J707 posted 5/22/2020 10:59 AM

When I started the process I would talk to my Dad a lot. I remember him telling me that divorce is like a death, you have to grieve it. By the time mine was final last July I was actually so happy, I couldn't believe it was real, actually over. No more lawyer appointments, no more paperwork, no financial ties etc. After that day though, I truly started to grieve it. It hit me hard. Just as the pain of infidelity lessens over time, so does the grieving process of divorce. A chapter has closed and a new one has started. Grieve it, let the emotions flow through you but know that you will be ok.

Hutch posted 5/22/2020 11:24 AM

@J707 - Thank you so much. I hope you are healing and doing well too.

Muggle posted 5/30/2020 18:42 PM

It really doesn't make sense. I have moments when I can convince myself this was the best thing that ever happened to me, and the other side of the coin is grief.

I'm 2 years 3 months out. We weren't married for our 23 years, and his instant 14 day relationship "surprise" wife is still with him.

I have 3 semi adult kids and two plus one's of theirs living with me. He has a wife and a bachelors lifestyle. I'm not technically "alone", but as far any possibility of dating or romance I'm not even on the playing field. I'm still looking for landmines and shadows. I'm damaged emotionally and until I can believe in myself again I can't expect anyone else to.

I wish I had a career, but I'm starting over at 57. Being alone isn't what it's cracked up to be. When you WANT to be alone it's far different than not having a say in the matter. My life like yours was hijacked and we were left marooned to figure out life's great mysteries solo.

I'm still navigating parts of this, and I don't want to spend my life alone. I hate being alone. I was the woman that could see myself spending 50 years with someone. I wanted that, but it was not to be and I picked the wrong man.
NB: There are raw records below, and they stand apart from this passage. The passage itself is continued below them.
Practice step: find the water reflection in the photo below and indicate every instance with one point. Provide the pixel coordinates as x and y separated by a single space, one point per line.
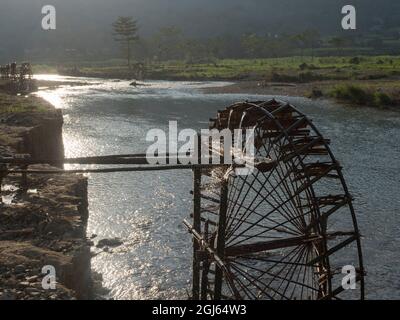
146 209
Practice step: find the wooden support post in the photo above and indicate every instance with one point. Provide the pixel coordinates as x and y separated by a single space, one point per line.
196 227
24 179
221 239
196 224
2 175
205 269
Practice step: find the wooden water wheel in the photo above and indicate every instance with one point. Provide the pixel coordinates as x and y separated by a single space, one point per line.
284 231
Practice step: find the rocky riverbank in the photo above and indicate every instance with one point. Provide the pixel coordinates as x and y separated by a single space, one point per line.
42 222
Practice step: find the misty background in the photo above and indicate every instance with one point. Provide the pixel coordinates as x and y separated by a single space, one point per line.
84 26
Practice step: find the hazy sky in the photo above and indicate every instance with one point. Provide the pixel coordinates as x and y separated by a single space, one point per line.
87 22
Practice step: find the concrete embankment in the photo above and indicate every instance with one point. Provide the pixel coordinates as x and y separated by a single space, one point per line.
42 223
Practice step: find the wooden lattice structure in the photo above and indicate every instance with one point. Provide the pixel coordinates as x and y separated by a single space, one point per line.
283 231
286 230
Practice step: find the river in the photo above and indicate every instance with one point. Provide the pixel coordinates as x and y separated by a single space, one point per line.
146 209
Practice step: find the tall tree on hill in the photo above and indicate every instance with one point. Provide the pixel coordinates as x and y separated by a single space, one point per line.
125 31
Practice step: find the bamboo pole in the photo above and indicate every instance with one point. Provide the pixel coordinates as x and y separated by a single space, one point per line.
196 224
221 239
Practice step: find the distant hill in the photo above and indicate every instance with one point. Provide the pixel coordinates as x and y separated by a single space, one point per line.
86 23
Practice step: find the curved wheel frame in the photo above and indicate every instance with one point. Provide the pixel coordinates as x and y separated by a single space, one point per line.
270 234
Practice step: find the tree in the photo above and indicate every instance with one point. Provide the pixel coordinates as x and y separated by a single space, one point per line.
125 31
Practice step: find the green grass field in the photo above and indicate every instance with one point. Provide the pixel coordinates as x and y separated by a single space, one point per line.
291 69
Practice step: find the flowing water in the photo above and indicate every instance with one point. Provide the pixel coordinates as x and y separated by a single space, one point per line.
146 209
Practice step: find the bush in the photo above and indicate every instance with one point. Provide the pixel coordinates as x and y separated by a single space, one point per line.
351 93
358 95
355 60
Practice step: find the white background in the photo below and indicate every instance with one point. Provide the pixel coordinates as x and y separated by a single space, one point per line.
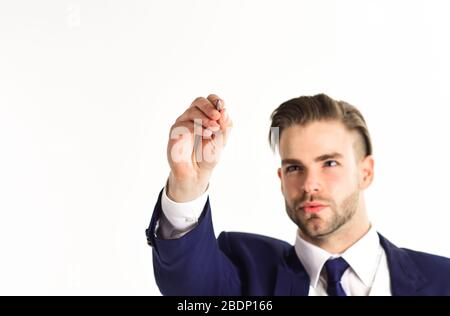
89 90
I think we struggle with the "it's not fair" portion of this mess. We want closure, for the pain to end, for the magic of being loved to return. We may not feel like it's possible, we can't or won't let go of the connection that binds us to our past lives. Change is hard, scary, and filled with uncertainty.

The past was familiar, even if it was dysfunctional and painful. I think it just takes time and once a few things fall into place we'll begin to feel more alive again. We have to completely sever the connection to our past being the source of our perceived future happiness.
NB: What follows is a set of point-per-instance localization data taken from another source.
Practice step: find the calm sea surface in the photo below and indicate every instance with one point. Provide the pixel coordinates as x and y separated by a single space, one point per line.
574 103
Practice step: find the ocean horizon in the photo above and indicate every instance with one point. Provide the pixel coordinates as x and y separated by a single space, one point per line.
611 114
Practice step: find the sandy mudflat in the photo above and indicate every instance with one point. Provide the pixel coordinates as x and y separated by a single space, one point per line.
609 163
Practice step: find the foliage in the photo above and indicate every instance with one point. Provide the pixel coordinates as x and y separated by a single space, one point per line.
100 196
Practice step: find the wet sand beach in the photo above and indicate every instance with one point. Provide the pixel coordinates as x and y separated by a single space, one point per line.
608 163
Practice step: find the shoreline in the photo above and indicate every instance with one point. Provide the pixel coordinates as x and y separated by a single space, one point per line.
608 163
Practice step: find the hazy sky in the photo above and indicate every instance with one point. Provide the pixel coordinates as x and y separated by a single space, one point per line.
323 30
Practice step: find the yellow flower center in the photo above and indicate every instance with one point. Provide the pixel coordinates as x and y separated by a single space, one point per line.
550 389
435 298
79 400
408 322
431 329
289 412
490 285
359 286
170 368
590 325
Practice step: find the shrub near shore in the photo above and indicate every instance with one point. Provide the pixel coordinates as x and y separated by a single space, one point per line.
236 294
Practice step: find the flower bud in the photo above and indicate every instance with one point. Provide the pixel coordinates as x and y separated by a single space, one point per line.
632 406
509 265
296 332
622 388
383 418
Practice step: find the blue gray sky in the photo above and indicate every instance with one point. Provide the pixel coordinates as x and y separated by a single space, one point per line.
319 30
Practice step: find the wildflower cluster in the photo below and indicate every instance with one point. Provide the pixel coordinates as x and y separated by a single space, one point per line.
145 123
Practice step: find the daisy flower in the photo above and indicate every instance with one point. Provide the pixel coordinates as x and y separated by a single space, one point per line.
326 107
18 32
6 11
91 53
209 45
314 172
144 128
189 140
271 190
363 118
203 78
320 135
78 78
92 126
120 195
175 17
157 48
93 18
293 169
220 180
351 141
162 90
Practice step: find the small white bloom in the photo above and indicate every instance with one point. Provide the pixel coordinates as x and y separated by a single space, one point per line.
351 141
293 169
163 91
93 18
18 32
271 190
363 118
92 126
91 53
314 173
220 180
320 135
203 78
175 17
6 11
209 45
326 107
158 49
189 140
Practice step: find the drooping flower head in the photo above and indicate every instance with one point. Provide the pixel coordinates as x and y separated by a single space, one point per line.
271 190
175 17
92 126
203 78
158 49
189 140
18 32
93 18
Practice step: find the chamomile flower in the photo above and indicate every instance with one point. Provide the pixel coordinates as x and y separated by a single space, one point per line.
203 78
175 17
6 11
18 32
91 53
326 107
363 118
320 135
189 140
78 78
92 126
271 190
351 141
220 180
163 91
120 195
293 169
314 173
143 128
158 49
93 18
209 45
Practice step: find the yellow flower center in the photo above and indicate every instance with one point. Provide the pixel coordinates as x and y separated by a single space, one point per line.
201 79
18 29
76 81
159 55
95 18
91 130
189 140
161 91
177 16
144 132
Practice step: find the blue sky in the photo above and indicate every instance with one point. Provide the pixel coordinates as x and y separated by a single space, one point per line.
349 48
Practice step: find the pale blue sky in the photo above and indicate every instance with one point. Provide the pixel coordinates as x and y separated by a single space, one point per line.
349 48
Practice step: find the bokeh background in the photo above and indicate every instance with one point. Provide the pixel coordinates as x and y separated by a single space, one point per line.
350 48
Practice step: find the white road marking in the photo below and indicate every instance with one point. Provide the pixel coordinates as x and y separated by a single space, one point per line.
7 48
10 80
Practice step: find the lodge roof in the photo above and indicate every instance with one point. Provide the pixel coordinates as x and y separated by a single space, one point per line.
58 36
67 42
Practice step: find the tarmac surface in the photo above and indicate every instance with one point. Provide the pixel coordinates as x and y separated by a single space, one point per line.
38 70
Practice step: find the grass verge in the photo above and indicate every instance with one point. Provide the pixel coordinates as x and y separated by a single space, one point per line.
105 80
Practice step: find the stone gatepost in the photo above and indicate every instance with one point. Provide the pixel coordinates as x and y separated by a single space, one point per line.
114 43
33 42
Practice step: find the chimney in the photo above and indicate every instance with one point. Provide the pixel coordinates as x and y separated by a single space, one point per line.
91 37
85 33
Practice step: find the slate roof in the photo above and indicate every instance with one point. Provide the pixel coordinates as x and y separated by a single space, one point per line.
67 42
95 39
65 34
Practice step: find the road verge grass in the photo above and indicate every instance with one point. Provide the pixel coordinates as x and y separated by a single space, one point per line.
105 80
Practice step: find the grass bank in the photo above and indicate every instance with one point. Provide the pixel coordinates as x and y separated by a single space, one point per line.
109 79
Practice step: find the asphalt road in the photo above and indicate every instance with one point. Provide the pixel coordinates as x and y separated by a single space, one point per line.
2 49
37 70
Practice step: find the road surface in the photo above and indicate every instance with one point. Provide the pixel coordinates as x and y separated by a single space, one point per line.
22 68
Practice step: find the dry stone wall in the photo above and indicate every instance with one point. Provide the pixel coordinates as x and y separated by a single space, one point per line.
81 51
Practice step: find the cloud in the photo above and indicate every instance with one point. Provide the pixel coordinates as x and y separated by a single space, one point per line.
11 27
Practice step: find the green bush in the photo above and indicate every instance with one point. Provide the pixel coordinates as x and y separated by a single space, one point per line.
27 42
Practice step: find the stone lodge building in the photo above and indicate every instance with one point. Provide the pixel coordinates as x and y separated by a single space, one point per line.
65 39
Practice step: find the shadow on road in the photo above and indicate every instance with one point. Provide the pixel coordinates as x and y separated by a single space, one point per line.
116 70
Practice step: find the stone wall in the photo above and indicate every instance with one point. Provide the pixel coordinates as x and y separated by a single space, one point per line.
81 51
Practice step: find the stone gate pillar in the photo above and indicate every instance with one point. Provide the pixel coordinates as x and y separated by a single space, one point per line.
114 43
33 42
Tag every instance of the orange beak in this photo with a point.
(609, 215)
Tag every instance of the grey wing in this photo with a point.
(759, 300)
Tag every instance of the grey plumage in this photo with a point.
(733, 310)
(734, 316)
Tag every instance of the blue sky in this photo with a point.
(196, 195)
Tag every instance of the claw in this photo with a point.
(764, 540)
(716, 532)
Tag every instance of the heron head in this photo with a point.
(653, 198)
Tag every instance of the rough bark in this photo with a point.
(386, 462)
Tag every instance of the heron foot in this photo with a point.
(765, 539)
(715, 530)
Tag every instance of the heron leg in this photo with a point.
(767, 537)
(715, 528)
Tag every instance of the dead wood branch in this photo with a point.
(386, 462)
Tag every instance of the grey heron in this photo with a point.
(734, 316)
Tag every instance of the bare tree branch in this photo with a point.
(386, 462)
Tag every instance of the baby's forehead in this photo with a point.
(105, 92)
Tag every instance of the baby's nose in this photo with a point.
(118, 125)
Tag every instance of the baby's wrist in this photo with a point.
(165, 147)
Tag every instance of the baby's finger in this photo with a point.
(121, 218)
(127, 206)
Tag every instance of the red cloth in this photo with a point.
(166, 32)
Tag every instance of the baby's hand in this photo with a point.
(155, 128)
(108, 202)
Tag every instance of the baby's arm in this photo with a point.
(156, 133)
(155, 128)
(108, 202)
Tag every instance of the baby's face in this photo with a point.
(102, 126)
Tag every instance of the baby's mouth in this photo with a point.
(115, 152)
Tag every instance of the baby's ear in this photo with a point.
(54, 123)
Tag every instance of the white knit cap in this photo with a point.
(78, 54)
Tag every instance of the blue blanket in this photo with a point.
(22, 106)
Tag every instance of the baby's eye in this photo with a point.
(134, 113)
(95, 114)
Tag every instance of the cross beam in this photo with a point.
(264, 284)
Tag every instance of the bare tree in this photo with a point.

You are not alone. Know that, and with that knowledge remember that we survived what happened, and there is life after pain and disappointment. It's just wrapped in a different package, one of our making.

I'm terrified of this new chapter in my life. I'm too old to want major changes but I had to decide the train is leaving the station with or without me. Get on the future train, or be dragged behind it living a half life. Life is all about new adventures, new memories and figuring out what makes you happy.

[This message edited by Muggle at 6:46 PM, May 30th (Saturday)]

learningtofeel posted 5/31/2020 00:08 AM

I think sometimes when there is an external thing that can hold the boundary for you it then allows you to let go and have your feelings.

For me, I was 24/7 pissed off for two solid months between the last D-day and the day the petition was filed. On the day I received notice that the petition was filed, my anger dissipated and I started to feel sad. I think that was possible because then the courts were holding the boundary and I didn't have to be angry in order to hold it.

Maybe that happened to you once it sank in that the divorce was final. Now it's legally over, and your heart can grieve.